Le ministre péruvien des Affaires étrangères a demandé vendredi à la communauté internationale de s’abstenir de tout commentaire sur sa présidentielle tant que les organes électoraux n’auront pas officiellement proclamé un vainqueur.
Samedi 12 juin 2021 ((rezonodwes.com))–Le ministère péruvien des Affaires étrangères a déclaré dans un message posté sur les réseaux sociaux que « les expressions dans n’importe quel sens des autorités officielles en exercice constituent une ingérence et un manque de respect pour le peuple péruvien« .
L’exécutif péruvien a envoyé jeudi des notes de protestation aux ambassades à Lima de l’Argentine, de la Bolivie et du Nicaragua pour les félicitations de ses autorités au candidat présidentiel Pedro Castillo, qui serait en passe de gagner les élections en l’absence de la résolution de l’annulation des votes demandée par Keiko Fujimori.

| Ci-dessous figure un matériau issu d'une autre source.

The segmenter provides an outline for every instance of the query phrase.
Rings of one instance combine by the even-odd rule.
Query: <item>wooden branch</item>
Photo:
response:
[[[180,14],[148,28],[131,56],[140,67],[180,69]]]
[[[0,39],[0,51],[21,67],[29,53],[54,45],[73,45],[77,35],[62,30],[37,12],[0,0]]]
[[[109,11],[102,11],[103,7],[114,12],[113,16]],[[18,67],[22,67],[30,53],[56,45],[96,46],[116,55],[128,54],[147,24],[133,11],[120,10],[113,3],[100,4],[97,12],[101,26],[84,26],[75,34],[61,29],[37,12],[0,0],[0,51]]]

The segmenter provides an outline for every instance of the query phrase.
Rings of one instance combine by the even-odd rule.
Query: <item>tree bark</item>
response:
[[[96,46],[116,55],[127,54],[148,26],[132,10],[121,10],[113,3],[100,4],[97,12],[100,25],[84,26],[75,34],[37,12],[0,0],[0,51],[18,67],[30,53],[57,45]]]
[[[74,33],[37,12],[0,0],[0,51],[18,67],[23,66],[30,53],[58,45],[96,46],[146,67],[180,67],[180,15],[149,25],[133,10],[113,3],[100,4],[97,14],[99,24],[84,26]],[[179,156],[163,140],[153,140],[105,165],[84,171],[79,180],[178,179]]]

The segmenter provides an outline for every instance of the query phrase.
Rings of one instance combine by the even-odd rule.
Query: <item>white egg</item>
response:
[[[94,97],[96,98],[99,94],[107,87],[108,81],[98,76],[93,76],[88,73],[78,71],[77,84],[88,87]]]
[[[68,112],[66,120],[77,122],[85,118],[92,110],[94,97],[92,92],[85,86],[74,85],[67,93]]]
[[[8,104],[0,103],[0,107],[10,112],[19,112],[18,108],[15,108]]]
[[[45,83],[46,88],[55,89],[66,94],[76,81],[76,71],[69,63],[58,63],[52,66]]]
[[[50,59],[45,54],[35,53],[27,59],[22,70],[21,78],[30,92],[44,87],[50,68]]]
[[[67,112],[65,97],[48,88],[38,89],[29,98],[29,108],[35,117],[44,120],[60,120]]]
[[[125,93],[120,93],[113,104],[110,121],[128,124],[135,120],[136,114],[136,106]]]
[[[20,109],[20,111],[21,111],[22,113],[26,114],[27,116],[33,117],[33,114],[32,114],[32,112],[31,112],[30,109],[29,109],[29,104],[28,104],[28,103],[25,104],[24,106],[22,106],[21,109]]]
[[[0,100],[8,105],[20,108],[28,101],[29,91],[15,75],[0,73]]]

Tant les présidents de l’Argentine, Alberto Fernandez, et de la Bolivie, Luis Arce, que la vice-présidente du Nicaragua, Rosario Murillo, ont publié leurs félicitations au candidat de gauche Castillo, qu’ils considéraient déjà comme le président virtuellement élu du Pérou.
Les anciens présidents du Brésil, Lula Da Silva et Dilma Rousseff, de la Bolivie, Evo Morales, et du Paraguay, Fernando Lugo, se sont également exprimés dans le même sens.
Avec 0,413% des votes encore à compter, Castillo a recueilli 50,17% des voix contre 49,83% pour Fujimori, avec une marge d’environ 60 000 voix (0,34%).
Cependant, le parti pro-Fujimori, Fuerza Popular, a demandé l’annulation de quelque 200 000 votes provenant de zones rurales et pauvres où le scrutin a été majoritairement favorable à Castillo, affirmant sans preuve qu’il y a eu « fraude systématique » de la part du candidat de gauche.